Landing

 

one spoon

for Mommy one spoon

for Daddy a spoonful

for Granny one spoon for my sis

here comes the airplane

and when it landed I had

no one left

 

Translated by Hana Nestieva

 

Length

 

Our family tree has

not grown many branches.

Flocks of single

women

sat on them

like on narrow

single beds.

 

Aunt Anna and Aunt Leah

picked apples

to stuff strudel.

The dough that swelled

and swelled in the nights

they rolled down the length

and width of their loneliness.

Crumbs of the days were scattered

among the birds.

 

Translated by Irit Sela

 

Such Big Eyes

 

Knock-knock knock-knock

like through a peephole

I gazed

at my mother's letter, saying

grandmother had died.

 

Who's there?

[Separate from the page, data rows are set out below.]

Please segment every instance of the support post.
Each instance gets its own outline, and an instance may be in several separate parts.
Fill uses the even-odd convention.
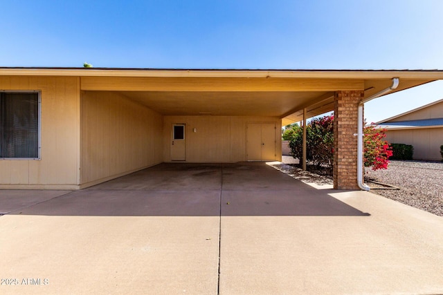
[[[334,188],[360,189],[357,181],[358,107],[363,91],[337,91],[334,110]]]
[[[306,144],[306,108],[303,108],[303,138],[302,138],[302,149],[303,149],[303,156],[302,157],[302,168],[304,171],[306,171],[306,158],[307,156],[307,144]]]

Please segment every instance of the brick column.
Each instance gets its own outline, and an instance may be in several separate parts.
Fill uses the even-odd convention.
[[[341,91],[334,97],[334,188],[360,189],[357,184],[357,106],[363,91]]]

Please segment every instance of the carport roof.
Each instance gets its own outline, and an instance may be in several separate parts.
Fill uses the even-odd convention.
[[[304,108],[309,117],[332,111],[334,91],[369,97],[398,77],[397,92],[443,79],[443,70],[0,67],[0,76],[80,77],[82,91],[116,91],[163,115],[273,116],[286,125]]]

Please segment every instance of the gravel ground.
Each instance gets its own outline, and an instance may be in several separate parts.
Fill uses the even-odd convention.
[[[292,157],[283,156],[282,162],[275,168],[294,178],[319,185],[332,184],[331,177],[291,166],[298,163]],[[443,162],[392,160],[387,170],[365,168],[365,182],[373,193],[443,216]],[[392,189],[392,187],[399,189]]]
[[[387,170],[365,169],[365,180],[390,184],[400,189],[373,189],[371,192],[443,216],[443,162],[390,161]]]

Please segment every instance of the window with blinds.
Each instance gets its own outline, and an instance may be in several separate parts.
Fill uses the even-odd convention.
[[[39,158],[39,93],[0,92],[0,158]]]

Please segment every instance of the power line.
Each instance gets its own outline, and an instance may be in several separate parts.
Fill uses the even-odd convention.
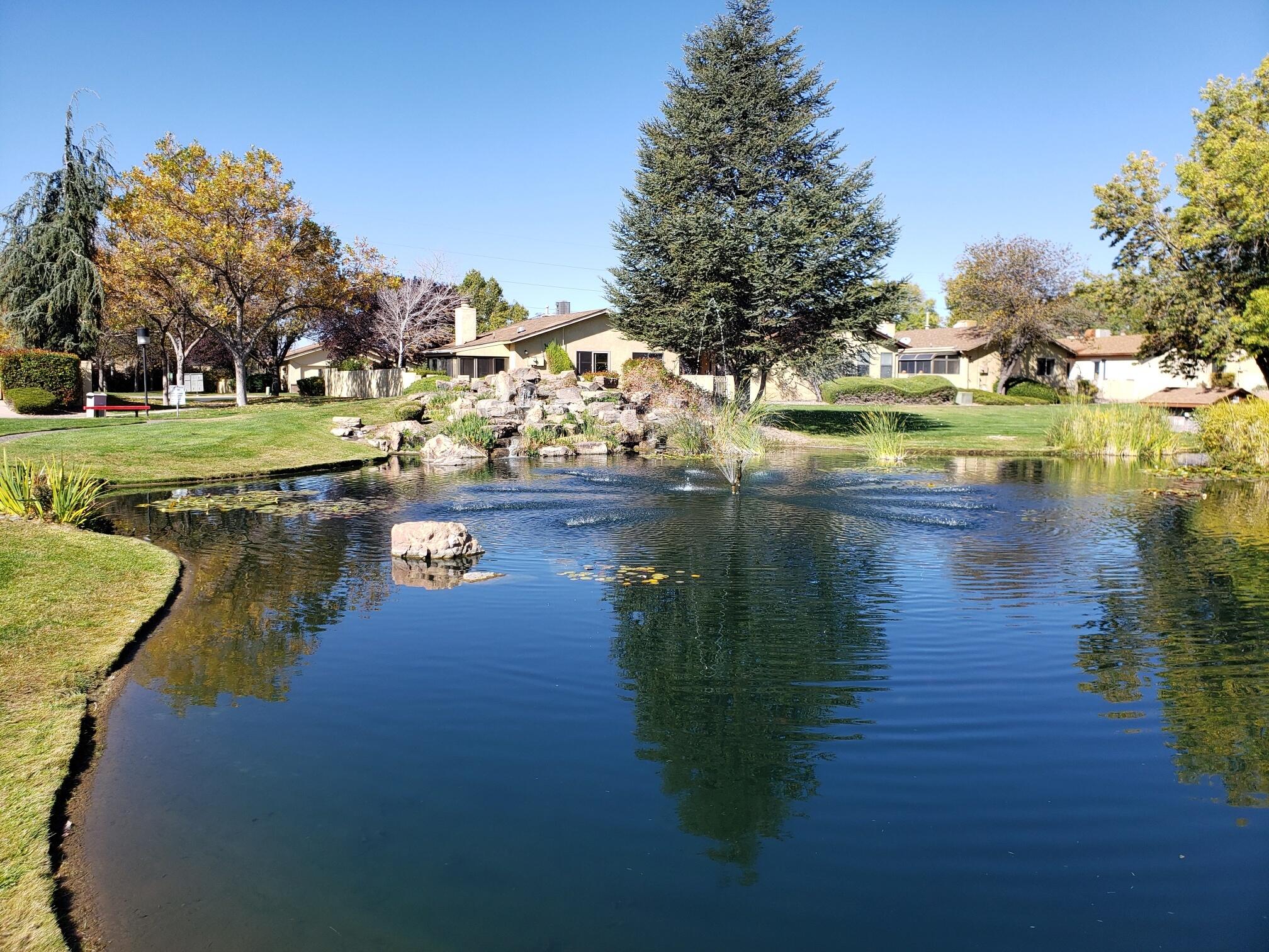
[[[558,261],[529,261],[524,258],[501,258],[500,255],[482,255],[477,254],[476,251],[454,251],[453,249],[445,249],[445,248],[425,248],[424,245],[405,245],[401,244],[400,241],[381,241],[379,244],[387,245],[390,248],[411,248],[415,251],[435,251],[437,254],[461,255],[463,258],[489,258],[495,261],[514,261],[515,264],[537,264],[542,265],[543,268],[572,268],[574,270],[593,272],[593,273],[608,270],[607,268],[590,268],[584,264],[560,264]],[[552,287],[552,286],[543,284],[542,287]],[[585,291],[585,288],[581,289]]]

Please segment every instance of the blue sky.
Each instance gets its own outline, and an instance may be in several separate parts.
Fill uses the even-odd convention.
[[[317,217],[404,268],[434,250],[530,311],[603,302],[638,123],[721,0],[0,4],[0,202],[56,164],[62,113],[117,165],[164,132],[275,152]],[[838,83],[832,123],[900,220],[891,263],[939,289],[967,241],[1027,232],[1110,253],[1091,185],[1132,150],[1171,164],[1217,74],[1269,52],[1269,0],[775,0]],[[518,259],[518,260],[504,260]],[[569,265],[569,267],[565,267]]]

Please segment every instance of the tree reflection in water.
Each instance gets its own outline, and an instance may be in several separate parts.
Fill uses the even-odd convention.
[[[751,883],[761,840],[782,836],[816,764],[862,736],[860,707],[884,689],[888,565],[845,551],[829,513],[742,495],[712,515],[661,520],[673,538],[646,557],[671,575],[613,589],[612,654],[680,828]],[[684,566],[708,584],[675,584]]]
[[[137,680],[178,711],[284,701],[322,630],[387,597],[378,559],[355,557],[359,543],[346,519],[246,510],[146,518],[190,566],[181,594],[188,608],[137,655]],[[297,532],[297,520],[310,524]]]

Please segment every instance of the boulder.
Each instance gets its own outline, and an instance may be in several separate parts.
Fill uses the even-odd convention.
[[[464,466],[487,458],[489,453],[480,447],[456,443],[444,433],[438,433],[423,444],[423,461],[434,466]]]
[[[628,435],[631,437],[643,435],[643,421],[638,418],[638,411],[634,407],[627,406],[624,410],[622,410],[621,416],[618,418],[617,421],[622,425],[622,429]]]
[[[572,456],[572,454],[574,454],[574,452],[572,452],[571,447],[560,447],[560,446],[556,446],[556,447],[542,447],[542,449],[538,451],[538,456],[543,456],[543,457],[549,457],[549,456]]]
[[[392,555],[424,562],[472,559],[485,551],[461,522],[398,522],[392,527]]]

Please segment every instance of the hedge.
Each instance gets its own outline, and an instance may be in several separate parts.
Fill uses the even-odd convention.
[[[839,377],[820,387],[826,404],[950,404],[956,385],[938,374],[920,377]]]
[[[0,388],[38,387],[53,395],[56,405],[72,407],[80,392],[79,358],[56,350],[0,352]]]
[[[1046,404],[1057,402],[1057,391],[1053,390],[1047,383],[1041,383],[1036,380],[1027,380],[1025,377],[1015,377],[1005,383],[1005,393],[1009,396],[1028,396],[1041,400]]]
[[[57,395],[43,387],[9,387],[4,396],[20,414],[47,414],[57,409]]]

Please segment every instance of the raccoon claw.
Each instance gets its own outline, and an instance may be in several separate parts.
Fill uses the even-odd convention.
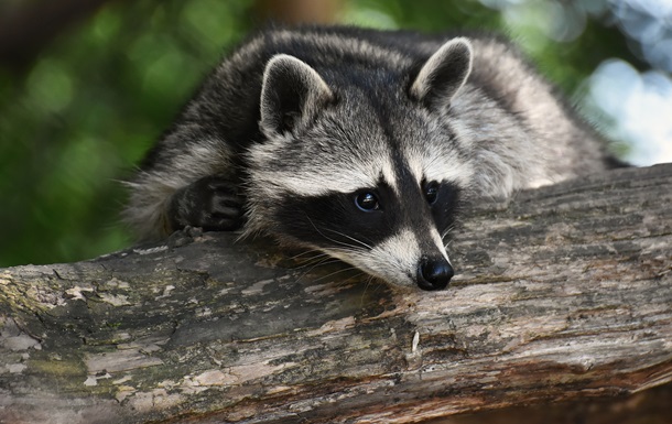
[[[167,215],[173,230],[232,231],[243,224],[243,199],[229,180],[206,176],[175,192]]]

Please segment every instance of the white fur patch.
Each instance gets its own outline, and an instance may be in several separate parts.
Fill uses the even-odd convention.
[[[353,256],[330,250],[327,253],[391,283],[415,285],[421,252],[418,238],[411,230],[390,237],[370,251]]]

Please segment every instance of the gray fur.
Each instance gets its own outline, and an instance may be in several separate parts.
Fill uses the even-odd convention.
[[[129,183],[126,216],[141,238],[165,237],[192,219],[202,193],[176,196],[216,176],[234,187],[217,202],[242,198],[245,235],[316,248],[411,285],[419,261],[448,258],[449,228],[434,225],[420,193],[425,182],[506,197],[607,163],[599,138],[497,37],[277,29],[243,43],[205,80]],[[397,218],[376,246],[348,222],[337,237],[354,241],[344,247],[325,246],[332,237],[321,228],[313,241],[279,221],[291,199],[380,184],[403,202],[386,205]],[[204,222],[226,208],[213,210]],[[307,213],[304,225],[315,226]]]

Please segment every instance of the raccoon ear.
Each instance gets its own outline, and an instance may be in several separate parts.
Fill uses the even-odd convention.
[[[448,105],[472,72],[472,56],[467,39],[448,41],[422,66],[411,85],[411,96],[427,107]]]
[[[294,56],[278,54],[265,65],[261,86],[261,129],[285,133],[312,120],[334,98],[315,69]]]

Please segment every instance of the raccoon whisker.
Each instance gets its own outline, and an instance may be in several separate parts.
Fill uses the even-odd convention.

Who's there?

 

I lived in a place

with no forests,

no hunters,

I never knew death

before.

 

The envelopes that came

afterwards

I opened like the wolf's belly:

expecting

a happy ending.

 

Translated by Irit Sela

 

Stuttering

 

Slowly

like a film

promo

the days trudged by.

 

Popsicles didn't melt

in winter.

“How old are you, little girl?”

Age froze too,

glued to the lips,

itself mumbling

ahead of me.

 

With a tongue stuck out

to a future as far as the way

from school

I captured snowflakes.

 

I stuttered .

Half-words peeped out

like gloves from a coat pocket.

So with exposed palms

I held onto happiness

unable to explain

why it was good.

 

Translated by Irit Sela

 

I didn’t believe

 

the medical clown

who pointed to my hair

sticking up,

“You’re funnier than I am,”

he smiled.

 

The next morning

a smiley sticker

still winked from the sheet

which covered my father’s face

like the time he played

hide and seek with me.

 

Red nose,

miss-matched socks –

I entered the big

shoes of death.

 

Translated by Linda Zisquit

 

 

 

Key

 

I straighten out my mother

attach her to the backrest

fold her hands

place them on the table.

Lift her head

turn it to me

tie the bib.

 

The spoon knocks on her teeth

like a key

I once turned inside a toy

and didn’t understand

how it suddenly moved

why it suddenly stopped.

 

Translated by Linda Zisquit

 

Inheritance

 

I didn’t know how to cook.

My older sister left me

the birthright just like that,

she went.

 

Her children came to live with us,

the pot widened.

Its handles became farther from each other

and my sister from me.

The potatoes in it grew heavy.

 

The faucet bent its head

over the kitchen sink

like a horse hitched to the house-cart.

 

Once with a press on the button

of the electric teapot

I moved the world,

now I drag the reins.

 

Careful not to get close to its end

lest it turn over again.

 

Translated by Linda Zisquit

 

 

* * *

 

A bed stands on its hind legs

puts its hooves into slippers

takes morning from the freezer

and defrosts under the pillow.

A dream still riding on its back

pulls the reins:

Come back.

 

Translated by Linda Zisquit

 

 

* * *

 

The first blender we received for the wedding

The second blender when we cleared out grandmother’s house

The third blender when my sister was killed

The fourth blender when my mother was hospitalized

The fifth blender when your mother died

 

Let’s make a milkshake

that will compete with The Milky Way.